Leitsatz (amtlich)

Wer eine ihm vom Gericht übersandte vorgedruckte Erklärung über die Klagerücknahme in der Annahme unterschreibt, es handle sich um ein Empfangsbekenntnis, kann sich nicht darauf berufen, es habe ihm der Erklärungswille gefehlt (Anschluß an BSG 1972-07-21 6 RKa 31/68 = SozR Nr 11 zu § 102 SGG).

 

Normenkette

SGG § 102 S. 1; BGB § 119 Abs. 1 Fassung: 1896-08-18

 

Tenor

Die Revision des Klägers gegen das Urteil des Landessozialgerichts Niedersachsen vom 16. Mai 1974 wird als unzulässig verworfen.

Außergerichtliche Kosten des Revisionsverfahrens sind nicht zu erstatten.

 

Gründe

Die Revision war nach § 169 des Sozialgerichtsgesetzes (SGG) als unzulässig zu verwerfen, weil das Landessozialgericht (LSG) sie nicht zugelassen hat (§ 162 Abs. 1 Nr. 1 SGG) und es an einem tatsächlich vorliegenden (BSG 1, 150 (152)) und formgerecht gerügten (vgl.
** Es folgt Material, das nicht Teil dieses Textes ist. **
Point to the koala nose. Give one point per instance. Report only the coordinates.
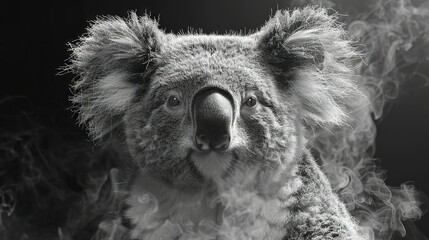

BSG 1, 91 f) wesentlichen Mangel des Verfahrens (§ 162 Abs. 1 Nr. 2 SGG) fehlt.

Die Nichtzulassung der Revision ist für das Bundessozialgericht (BSG) nach dem z. Zt. noch geltenden Recht bindend; damit kann die Zulässigkeit der Revision nach § 162 Abs. 1 Nr. 2 SGG nicht mit der Rüge begründet werden, die Revision sei zu Unrecht nicht zugelassen worden (BSG 2, 45 (47); 5, 150 (152 f)).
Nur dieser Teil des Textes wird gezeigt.